Abstract

The design and evaluation of a basic end-effector prototype for automated citrus harvesting was studied. The concept can be easily incorporated into the design of an automated or a robotic citrus harvester. The concept is based on a unique canopy volume reduction approach that takes advantage of the significant flexibility associated with citrus trees. The method provides a temporary reduction in the tree canopy volume, creating space for the action of simple and potentially fast three-axis Cartesian manipulators. The action of the device also creates fruit alignment that can simplify fruit quality assessment and picking. The prototype included a remotely controlled electro-pneumatic powered clipper to cut fruit stems, two remotely controlled pneumatic cylinders, and two hydraulic powered forks to reduce the canopy volume and to guide the cutting device to a specific location inside the tree canopy.
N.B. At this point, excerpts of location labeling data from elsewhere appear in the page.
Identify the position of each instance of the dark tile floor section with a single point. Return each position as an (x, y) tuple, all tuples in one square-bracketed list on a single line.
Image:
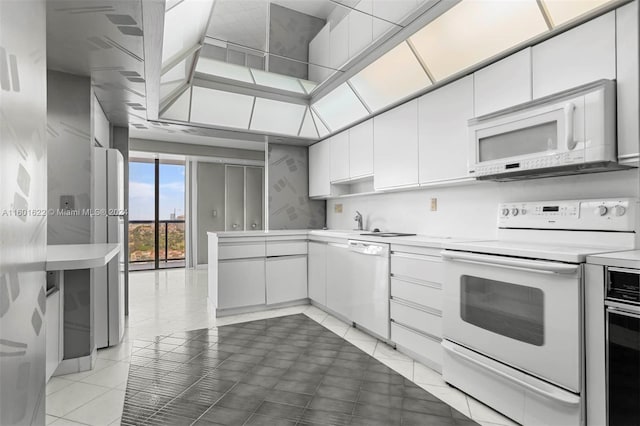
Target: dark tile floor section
[(280, 371)]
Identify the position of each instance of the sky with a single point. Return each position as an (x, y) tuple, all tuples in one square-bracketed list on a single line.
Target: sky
[(141, 190)]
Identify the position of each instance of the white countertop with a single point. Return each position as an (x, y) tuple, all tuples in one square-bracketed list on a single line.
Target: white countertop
[(79, 256), (620, 259), (346, 234)]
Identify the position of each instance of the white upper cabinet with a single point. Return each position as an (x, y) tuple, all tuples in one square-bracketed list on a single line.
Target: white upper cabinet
[(361, 150), (319, 168), (579, 56), (395, 155), (339, 147), (627, 83), (442, 131), (503, 84), (339, 47)]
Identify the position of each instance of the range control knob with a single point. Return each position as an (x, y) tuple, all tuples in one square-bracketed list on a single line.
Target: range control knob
[(619, 210)]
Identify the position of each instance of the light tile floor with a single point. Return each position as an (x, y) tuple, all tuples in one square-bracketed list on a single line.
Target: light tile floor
[(167, 301)]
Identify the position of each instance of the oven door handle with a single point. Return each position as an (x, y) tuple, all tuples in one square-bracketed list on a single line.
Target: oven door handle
[(538, 266), (560, 396)]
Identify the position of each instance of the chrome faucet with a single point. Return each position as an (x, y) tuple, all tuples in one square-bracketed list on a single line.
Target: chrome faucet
[(358, 218)]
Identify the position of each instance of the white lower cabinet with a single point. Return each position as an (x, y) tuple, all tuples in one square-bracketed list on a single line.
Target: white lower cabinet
[(317, 272), (416, 303), (241, 283), (339, 290), (286, 279)]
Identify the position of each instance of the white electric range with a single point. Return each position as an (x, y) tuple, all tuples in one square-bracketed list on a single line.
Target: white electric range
[(513, 320)]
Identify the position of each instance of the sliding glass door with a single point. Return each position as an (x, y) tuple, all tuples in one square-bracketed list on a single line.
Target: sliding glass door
[(156, 214)]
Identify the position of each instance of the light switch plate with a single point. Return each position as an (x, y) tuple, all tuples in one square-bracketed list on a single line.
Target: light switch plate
[(67, 202)]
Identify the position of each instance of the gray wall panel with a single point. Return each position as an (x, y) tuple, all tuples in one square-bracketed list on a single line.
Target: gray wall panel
[(23, 185)]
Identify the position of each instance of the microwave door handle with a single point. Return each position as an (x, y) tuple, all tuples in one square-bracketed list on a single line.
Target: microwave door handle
[(569, 110), (538, 266)]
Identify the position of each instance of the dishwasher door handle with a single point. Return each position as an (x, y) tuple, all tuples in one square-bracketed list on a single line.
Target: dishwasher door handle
[(369, 249)]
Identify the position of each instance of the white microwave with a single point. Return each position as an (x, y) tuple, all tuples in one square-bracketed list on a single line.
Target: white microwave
[(566, 133)]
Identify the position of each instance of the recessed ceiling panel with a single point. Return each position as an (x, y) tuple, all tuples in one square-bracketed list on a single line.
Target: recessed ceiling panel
[(396, 75), (340, 108), (277, 117), (224, 70), (179, 110), (562, 11), (184, 26), (473, 31), (218, 108), (308, 129), (277, 81), (175, 77)]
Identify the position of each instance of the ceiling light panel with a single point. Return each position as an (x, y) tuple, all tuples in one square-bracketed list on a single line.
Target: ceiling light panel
[(394, 76), (277, 117), (218, 108), (184, 26), (475, 30), (562, 11), (223, 69), (340, 108)]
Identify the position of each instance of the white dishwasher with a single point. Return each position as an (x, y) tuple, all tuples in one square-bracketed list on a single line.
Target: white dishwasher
[(369, 276)]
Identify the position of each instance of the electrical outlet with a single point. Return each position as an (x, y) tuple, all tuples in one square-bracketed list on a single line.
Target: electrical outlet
[(67, 202)]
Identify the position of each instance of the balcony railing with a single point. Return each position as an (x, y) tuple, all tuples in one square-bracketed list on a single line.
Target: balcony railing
[(171, 244)]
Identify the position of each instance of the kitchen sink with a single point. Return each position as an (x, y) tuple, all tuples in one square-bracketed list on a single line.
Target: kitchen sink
[(388, 234)]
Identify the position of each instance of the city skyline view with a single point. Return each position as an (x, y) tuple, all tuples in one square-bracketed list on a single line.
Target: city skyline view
[(142, 194)]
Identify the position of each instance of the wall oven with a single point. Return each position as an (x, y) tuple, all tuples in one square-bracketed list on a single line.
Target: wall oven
[(567, 133), (623, 346)]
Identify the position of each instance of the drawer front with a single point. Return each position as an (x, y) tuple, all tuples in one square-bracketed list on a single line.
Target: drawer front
[(416, 318), (421, 268), (416, 342), (286, 248), (240, 250), (425, 295)]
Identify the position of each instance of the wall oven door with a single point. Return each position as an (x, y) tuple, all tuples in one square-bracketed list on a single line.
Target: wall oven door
[(623, 364), (524, 313)]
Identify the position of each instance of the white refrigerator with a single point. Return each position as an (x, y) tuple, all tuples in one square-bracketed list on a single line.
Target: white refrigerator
[(108, 227)]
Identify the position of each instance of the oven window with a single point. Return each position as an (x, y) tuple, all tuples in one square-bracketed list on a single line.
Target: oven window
[(530, 140), (511, 310)]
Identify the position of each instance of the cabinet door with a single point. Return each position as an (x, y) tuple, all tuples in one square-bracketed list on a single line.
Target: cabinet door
[(503, 84), (339, 290), (241, 283), (395, 149), (286, 279), (317, 272), (339, 163), (627, 82), (234, 206), (361, 150), (319, 163), (579, 56), (444, 141), (255, 191)]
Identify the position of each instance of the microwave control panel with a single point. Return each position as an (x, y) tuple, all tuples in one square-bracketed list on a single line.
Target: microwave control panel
[(609, 214)]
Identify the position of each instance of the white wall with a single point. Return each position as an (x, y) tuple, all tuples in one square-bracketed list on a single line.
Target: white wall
[(470, 211)]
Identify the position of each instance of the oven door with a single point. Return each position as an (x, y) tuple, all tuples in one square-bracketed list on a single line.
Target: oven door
[(524, 313)]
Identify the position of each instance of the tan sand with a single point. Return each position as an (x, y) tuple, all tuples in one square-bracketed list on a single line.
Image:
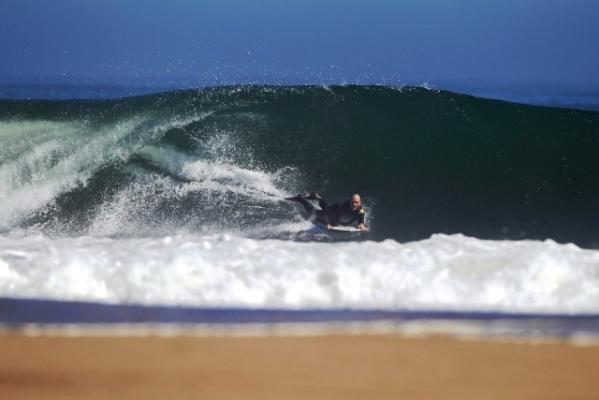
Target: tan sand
[(325, 367)]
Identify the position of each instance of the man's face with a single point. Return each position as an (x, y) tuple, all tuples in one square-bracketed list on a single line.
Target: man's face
[(356, 202)]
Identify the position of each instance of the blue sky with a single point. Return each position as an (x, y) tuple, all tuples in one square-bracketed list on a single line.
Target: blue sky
[(307, 41)]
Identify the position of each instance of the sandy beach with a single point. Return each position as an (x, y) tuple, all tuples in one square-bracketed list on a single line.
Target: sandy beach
[(318, 367)]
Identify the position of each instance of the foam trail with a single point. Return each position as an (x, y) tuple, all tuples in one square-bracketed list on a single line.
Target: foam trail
[(443, 272)]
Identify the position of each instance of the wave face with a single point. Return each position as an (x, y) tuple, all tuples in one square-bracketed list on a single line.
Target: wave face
[(221, 159)]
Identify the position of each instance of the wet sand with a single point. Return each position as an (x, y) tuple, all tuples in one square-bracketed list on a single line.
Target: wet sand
[(340, 367)]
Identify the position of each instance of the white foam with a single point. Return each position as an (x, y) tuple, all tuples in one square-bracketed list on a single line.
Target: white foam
[(41, 159), (443, 272)]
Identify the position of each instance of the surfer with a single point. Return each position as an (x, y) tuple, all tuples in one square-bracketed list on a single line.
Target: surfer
[(344, 213)]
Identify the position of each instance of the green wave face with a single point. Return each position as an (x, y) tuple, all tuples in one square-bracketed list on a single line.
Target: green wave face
[(222, 158)]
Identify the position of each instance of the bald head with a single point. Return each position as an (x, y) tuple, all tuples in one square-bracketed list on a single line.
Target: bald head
[(356, 201)]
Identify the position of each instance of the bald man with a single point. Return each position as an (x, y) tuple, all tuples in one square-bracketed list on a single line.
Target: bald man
[(346, 213)]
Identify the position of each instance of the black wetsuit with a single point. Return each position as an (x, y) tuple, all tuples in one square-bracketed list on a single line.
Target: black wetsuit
[(334, 214)]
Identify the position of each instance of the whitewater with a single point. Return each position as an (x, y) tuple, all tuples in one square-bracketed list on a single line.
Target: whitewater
[(178, 199)]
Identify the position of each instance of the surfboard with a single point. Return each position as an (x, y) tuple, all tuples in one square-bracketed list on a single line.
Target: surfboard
[(340, 228)]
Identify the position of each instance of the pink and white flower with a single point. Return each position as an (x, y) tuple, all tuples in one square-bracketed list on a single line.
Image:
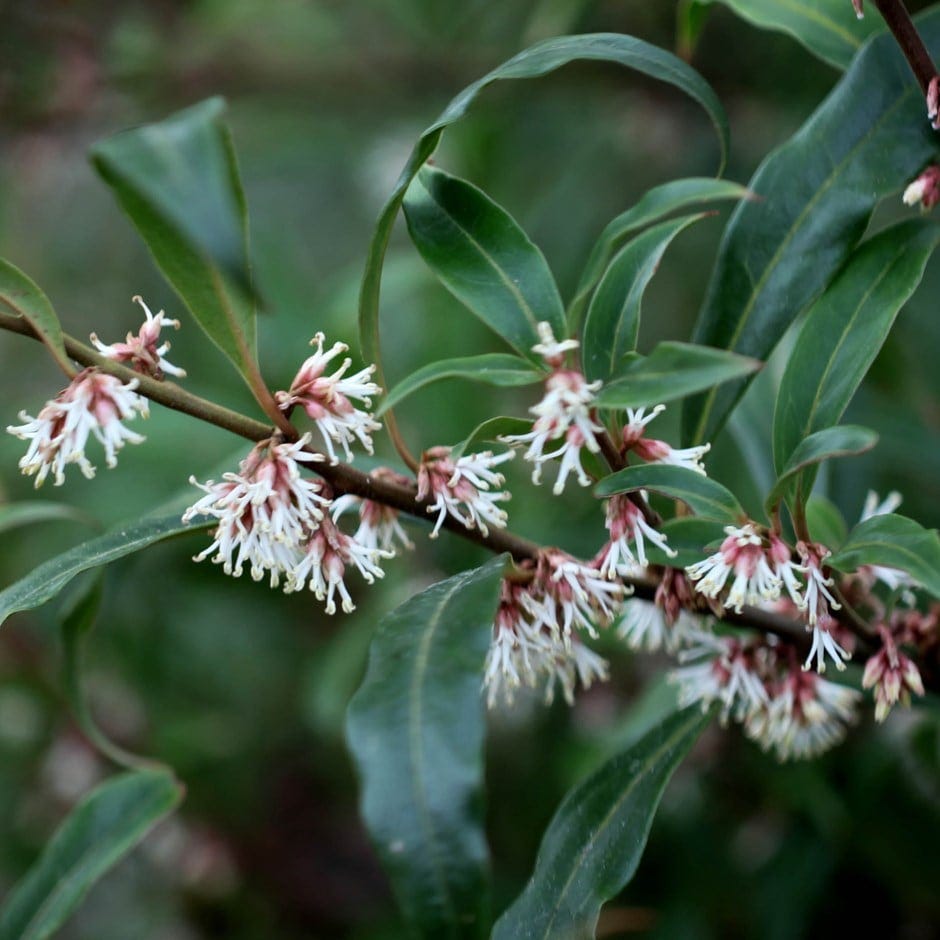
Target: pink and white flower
[(464, 488), (654, 451), (327, 399), (94, 404), (142, 352)]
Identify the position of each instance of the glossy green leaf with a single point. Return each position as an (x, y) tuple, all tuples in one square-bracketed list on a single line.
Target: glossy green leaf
[(612, 324), (178, 181), (47, 580), (594, 843), (540, 59), (893, 541), (22, 297), (847, 440), (818, 190), (654, 205), (672, 371), (844, 331), (415, 729), (704, 496), (98, 833), (828, 28), (482, 256), (491, 369)]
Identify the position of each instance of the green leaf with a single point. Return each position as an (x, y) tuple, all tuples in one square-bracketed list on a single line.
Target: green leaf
[(702, 495), (672, 371), (847, 440), (23, 297), (844, 331), (612, 324), (416, 728), (594, 843), (178, 181), (492, 369), (828, 28), (865, 141), (540, 59), (97, 834), (46, 581), (653, 206), (893, 541), (482, 256)]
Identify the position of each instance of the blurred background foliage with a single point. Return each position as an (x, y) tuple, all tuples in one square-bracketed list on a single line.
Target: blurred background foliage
[(242, 690)]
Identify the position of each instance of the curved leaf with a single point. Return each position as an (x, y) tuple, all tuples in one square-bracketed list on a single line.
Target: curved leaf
[(672, 371), (99, 832), (865, 141), (540, 59), (24, 298), (844, 331), (178, 181), (848, 440), (594, 843), (482, 256), (654, 205), (415, 728), (612, 324), (893, 541), (491, 368), (828, 28), (702, 495)]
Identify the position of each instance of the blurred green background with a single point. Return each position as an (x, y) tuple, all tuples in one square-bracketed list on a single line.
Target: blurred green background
[(243, 690)]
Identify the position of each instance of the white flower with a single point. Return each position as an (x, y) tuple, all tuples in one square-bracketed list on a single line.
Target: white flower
[(654, 451), (94, 404), (265, 512), (326, 399), (141, 352), (463, 488)]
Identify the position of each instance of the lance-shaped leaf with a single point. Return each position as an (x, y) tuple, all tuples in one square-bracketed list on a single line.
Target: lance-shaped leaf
[(704, 496), (415, 728), (540, 59), (892, 541), (828, 28), (818, 190), (594, 843), (653, 206), (612, 324), (178, 181), (46, 581), (672, 371), (482, 256), (847, 440), (844, 331), (491, 369), (97, 834)]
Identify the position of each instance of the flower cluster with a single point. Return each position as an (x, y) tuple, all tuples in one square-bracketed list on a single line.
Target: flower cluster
[(94, 404)]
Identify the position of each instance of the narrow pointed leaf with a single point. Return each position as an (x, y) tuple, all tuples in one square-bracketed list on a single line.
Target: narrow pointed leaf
[(97, 834), (612, 324), (22, 296), (847, 440), (704, 496), (178, 181), (818, 190), (655, 205), (538, 60), (844, 331), (828, 28), (670, 372), (416, 728), (482, 256), (893, 541), (594, 843)]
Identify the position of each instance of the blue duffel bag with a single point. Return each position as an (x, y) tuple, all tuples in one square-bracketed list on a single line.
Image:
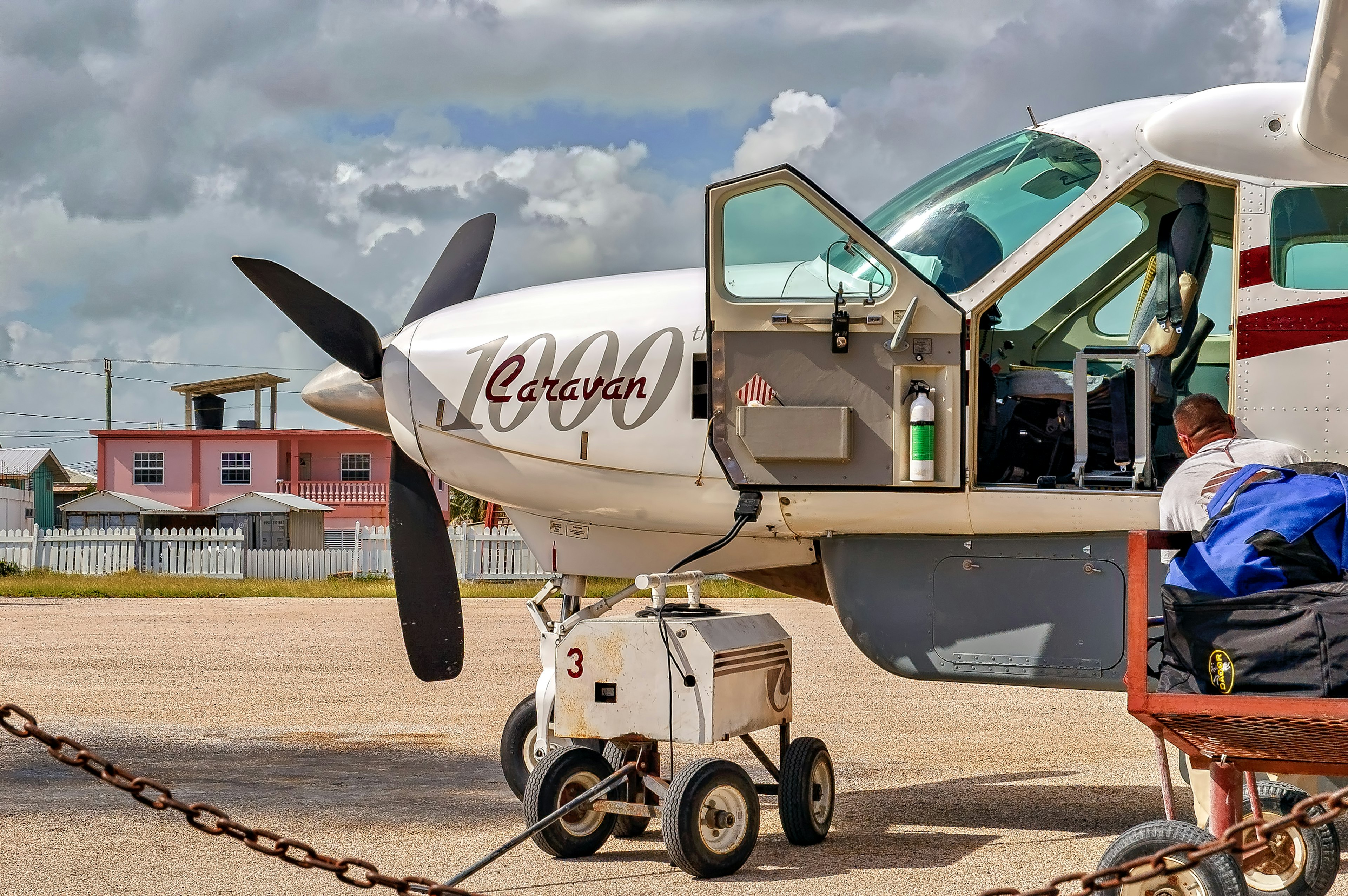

The prototype performance was assessed by the quantification of its fruit removal success rate and damage to fruit and tree canopy. The fruit location of three Valencia orange trees was entirely mapped, and the device was operated on a forklift to evaluate its performance. Field trials were conducted in citrus groves located in Davis and Dinuba, California. This simple prototype end-effector successfully harvested an average of 84% of the fruit and caused no significant damage to harvested fruits during the harvest operations. The simple prototype end-effector, developed based on the canopy volume reduction technique, showed potential to reach significant citrus fruit removal. Based on these results, a future redesign of the system may improve the canopy penetration, increase successful removal rates, and maintain negligible fruit damage.